Economia e lavoro: Lombardia, gli incentivi non bastano per trainare il lavoro
“Nonostante gli incentivi messi in campo e le condizioni congiunturali favorevoli, i segnali di ripresa sono discontinui e non garantiscono stabilità”. Ad affermarlo è Massimo Balzarini della segreteria della Cgil Lombardia.
La produzione manifatturiera lombarda accelera tra ottobre e dicembre (+0,5%) e chiude il 2015 in crescita del +1,5% sul 2014, sebbene la performance lombarda rimanga inferiore rispetto a Baden-Württemberg (+3,6%) e Cataluña (+2,8%). Le grandi imprese lombarde sono sopra il pre-crisi (+3%), mentre restano sotto le medie (-7%) e le piccole (-17%). I settori più performanti sono gomma-plastica, mezzi di trasporto e meccanica, le manifatturiere di Lecco, Lodi e Monza Brianza chiudono con una produzione 2015 sopra la media regionale.
Le imprese lombarde attive nel 2015 tornano a crescere dopo tre anni di variazione negativa, ma il manifatturiero risulta ancora in calo. In merito al mercato del lavoro, rispetto al 2008, gli occupati (15-64 anni) nel 2015 sono 27mila in meno. I disoccupati lombardi nel 2015 sono 200mila in più del 2008; gli occupati a tempo indeterminato sono l’89,7% del totale degli occupati dipendenti nel 2015, quota sostanzialmente stabile nel corso della crisi. Nel 2015 il tasso di disoccupazione scende in tutte le regioni benchmark e in Lombardia è al 7,9%.
“Anche gli indici economici – prosegue Balzarini – mostrano che la stabilità è ancora lontana. L’economia nazionale e lombarda sono da tempo uscite dalla cosiddetta recessione tecnica, ma i differenziali di crescita rispetto alla media europea suggeriscono molta cautela. Infatti nel frattempo è stata distrutto un quarto della base produttiva e si è alimentata una disoccupazione strutturale che non ha precedenti”.

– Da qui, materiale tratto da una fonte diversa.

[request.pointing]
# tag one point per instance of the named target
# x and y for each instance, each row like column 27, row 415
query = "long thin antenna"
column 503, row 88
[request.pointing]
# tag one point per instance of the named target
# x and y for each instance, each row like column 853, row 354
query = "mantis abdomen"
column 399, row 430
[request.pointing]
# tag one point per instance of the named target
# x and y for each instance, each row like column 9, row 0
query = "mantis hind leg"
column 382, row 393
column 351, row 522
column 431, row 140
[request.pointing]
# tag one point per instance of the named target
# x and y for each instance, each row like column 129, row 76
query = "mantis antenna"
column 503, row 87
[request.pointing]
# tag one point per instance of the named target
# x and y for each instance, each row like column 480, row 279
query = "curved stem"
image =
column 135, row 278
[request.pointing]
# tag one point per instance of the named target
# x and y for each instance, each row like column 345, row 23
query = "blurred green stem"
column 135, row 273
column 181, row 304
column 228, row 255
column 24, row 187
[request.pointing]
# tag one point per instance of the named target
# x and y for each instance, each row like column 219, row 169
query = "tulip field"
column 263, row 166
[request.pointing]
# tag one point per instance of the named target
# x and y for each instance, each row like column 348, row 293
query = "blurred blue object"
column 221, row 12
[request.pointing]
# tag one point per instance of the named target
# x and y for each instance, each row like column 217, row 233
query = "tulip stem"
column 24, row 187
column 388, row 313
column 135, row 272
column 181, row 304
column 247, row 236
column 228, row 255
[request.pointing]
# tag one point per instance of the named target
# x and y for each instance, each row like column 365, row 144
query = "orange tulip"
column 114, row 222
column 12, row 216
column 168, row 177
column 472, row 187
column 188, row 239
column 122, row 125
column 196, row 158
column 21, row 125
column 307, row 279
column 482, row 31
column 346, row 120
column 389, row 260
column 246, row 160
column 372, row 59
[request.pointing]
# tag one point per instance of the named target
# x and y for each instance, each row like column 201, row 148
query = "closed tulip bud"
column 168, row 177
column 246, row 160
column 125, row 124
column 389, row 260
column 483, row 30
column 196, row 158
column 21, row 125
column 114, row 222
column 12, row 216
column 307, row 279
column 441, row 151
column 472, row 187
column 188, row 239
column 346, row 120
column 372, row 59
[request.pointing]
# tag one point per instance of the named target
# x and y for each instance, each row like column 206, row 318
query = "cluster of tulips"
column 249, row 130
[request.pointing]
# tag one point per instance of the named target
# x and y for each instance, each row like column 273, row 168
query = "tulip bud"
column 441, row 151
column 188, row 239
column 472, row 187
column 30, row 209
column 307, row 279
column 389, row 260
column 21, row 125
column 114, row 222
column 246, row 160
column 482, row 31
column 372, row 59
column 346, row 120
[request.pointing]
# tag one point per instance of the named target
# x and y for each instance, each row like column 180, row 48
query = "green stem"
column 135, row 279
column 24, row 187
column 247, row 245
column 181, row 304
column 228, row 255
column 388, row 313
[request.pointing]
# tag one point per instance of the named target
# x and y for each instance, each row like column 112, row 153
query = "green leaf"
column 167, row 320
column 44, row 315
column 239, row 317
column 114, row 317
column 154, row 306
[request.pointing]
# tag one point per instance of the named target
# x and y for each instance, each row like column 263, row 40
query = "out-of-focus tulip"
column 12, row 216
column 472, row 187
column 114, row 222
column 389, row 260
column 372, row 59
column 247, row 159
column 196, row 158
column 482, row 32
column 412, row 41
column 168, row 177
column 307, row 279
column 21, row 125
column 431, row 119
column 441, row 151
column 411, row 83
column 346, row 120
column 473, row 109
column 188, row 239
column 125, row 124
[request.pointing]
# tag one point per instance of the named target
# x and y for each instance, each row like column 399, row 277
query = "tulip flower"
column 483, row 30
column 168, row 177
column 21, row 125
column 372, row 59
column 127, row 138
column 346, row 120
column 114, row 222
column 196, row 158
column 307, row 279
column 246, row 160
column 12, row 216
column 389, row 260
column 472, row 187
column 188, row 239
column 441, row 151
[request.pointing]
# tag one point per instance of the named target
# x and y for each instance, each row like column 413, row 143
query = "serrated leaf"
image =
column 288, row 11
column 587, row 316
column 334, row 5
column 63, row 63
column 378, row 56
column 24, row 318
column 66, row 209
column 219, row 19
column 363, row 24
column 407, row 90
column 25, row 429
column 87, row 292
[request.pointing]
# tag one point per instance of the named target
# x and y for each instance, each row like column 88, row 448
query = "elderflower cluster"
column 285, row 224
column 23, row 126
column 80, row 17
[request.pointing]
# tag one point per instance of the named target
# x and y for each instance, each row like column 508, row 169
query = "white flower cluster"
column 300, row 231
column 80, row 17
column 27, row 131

Gli indicatori di riferimento per la formazione delle politiche di bilancio sono negativamente influenzati dalla crescita e dalla cosiddetta produttività (saldo delle variazioni di export e import). Le previsioni di crescita del Pil si riducono per il 2016 dall’1,4% all’1,2%, e per il 2017 dall’1,5% all’1,4%. La revisione al ribasso delle stime di crescita, seppure di qualche decimale, è diventata una costante nella programmazione economica, così come per molti altri istituti internazionali. Dal lato della competitività internazionale invece – dice ancora Balzarini – si conferma l’incapacità del tessuto produttivo nazionale di conservare e guadagnare posizioni nelle quote del commercio internazionale. Le importazioni crescono più velocemente delle esportazioni, pregiudicando e compromettendo l’idea della crescita fondata sulle esportazioni”.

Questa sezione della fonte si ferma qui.